The MMA’s statement came in response to a report from the US government that the authority believed funds from the Maldives were being used to sponsor terrorist activities.
“The MMA has neither received nor communicated any information regarding confirmed operation of terrorist financing activities,” said the MMA.
The US Country Reports on Terrorism 2013 claimed that criminal proceeds were coming from hawala systems (informal money transfer networks) to transfer money between islands.
“Maldivian authorities believe that funds are currently being raised in Maldives to support terrorism abroad; however, there is no reliable information regarding the amounts involved,” read the US report.

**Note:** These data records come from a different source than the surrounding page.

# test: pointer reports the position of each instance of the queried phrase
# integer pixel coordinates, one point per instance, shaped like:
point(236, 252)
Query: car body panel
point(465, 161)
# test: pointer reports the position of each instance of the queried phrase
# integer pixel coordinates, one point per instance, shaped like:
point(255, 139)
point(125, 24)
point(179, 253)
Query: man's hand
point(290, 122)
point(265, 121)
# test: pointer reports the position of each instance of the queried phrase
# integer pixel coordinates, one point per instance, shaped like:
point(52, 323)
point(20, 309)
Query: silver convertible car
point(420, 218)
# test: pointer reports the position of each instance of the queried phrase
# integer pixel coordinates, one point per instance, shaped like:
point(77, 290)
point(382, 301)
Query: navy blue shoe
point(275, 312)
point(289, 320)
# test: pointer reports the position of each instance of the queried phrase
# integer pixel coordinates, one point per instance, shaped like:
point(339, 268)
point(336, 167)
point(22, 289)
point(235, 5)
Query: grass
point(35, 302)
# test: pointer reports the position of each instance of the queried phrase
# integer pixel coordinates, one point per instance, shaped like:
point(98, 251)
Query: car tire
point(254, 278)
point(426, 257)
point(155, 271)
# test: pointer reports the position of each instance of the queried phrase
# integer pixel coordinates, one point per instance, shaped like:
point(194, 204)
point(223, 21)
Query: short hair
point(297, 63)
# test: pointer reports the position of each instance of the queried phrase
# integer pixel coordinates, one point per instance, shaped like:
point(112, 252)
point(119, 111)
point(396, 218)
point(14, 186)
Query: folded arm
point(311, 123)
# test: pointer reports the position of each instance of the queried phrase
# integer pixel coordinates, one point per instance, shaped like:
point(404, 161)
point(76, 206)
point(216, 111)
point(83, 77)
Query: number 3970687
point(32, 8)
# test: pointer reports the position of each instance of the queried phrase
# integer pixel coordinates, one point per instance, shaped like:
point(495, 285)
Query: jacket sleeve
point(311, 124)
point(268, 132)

“While no official studies yet have been conducted, the Maldivian Central Bank believes that criminal proceeds mainly come from domestic sources, as a large percentage of Suspicious Transaction Reports (STRs) are related to Maldivians,” it continued.
The Maldivian Democratic Party (MDP) has today cited the US report as evidence that the government is not doing enough to combat terrorism.

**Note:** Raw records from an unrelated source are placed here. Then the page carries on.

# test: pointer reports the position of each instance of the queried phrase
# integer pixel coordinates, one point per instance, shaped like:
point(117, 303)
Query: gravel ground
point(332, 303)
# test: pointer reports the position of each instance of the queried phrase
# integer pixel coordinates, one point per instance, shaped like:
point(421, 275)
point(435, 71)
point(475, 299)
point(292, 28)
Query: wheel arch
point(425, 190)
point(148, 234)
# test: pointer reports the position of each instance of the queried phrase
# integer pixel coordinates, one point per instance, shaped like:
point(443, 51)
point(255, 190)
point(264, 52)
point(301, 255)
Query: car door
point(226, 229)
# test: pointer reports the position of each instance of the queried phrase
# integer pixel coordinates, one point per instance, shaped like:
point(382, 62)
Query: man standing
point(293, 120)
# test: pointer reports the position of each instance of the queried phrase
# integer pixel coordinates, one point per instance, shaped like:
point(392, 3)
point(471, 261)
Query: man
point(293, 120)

“The Maldivian Democratic Party strongly condemns the government’s failure to bring an end to terrorist and extremist activities as funds are raised in the Maldives to fund terrorism abroad,” read a press release today.
The party suggested that examples of Maldivians engaging in extremism and terrorism was on the rise, suggesting the government was not doing enough to resolve organised criminal activity in the country.
In response to the US report, the MMA has contended they have not received any confirmed suspicious transaction reports related to terrorist financing in the Maldives through formal or informal money transfer networks.
The authority also expressed confidence in the industry’s framework for preventing such operations, adding that any companies that are under their supervision are subject to the Anti-Money Laundering and Combatting the Financing of Terrorism (AML/CFT) obligations.
AML/CFT legislation drafted by the MMA was passed by the People’s Majlis last month and ratified by President Abdulla Yameen on April 13.
The new law introduced rules governing financial transactions and the inflow and outflow of money from the Maldives.
“We are pleased to note that most of these financial institutions have internal policies, procedures and programs to implement those obligations,” the MMA statement added.
The US State Department had further noted growing concern since 2010 “about the activities of a small number of local violent extremists involved with transnational terrorist groups”.
“There has been particular concern that young Maldivians, including those within the penal system, may be at risk of becoming radicalized and joining violent Islamist extremist groups. Links have been made between Maldivians and violent extremists throughout the world,” the report stated.
The department also suggested that the Maldives has few laws which effectively control the movement of people and money into and out of the country, adding that due to its “sprawling island geography and insufficient technological capabilities” the coastguard could not effectively patrol the territory.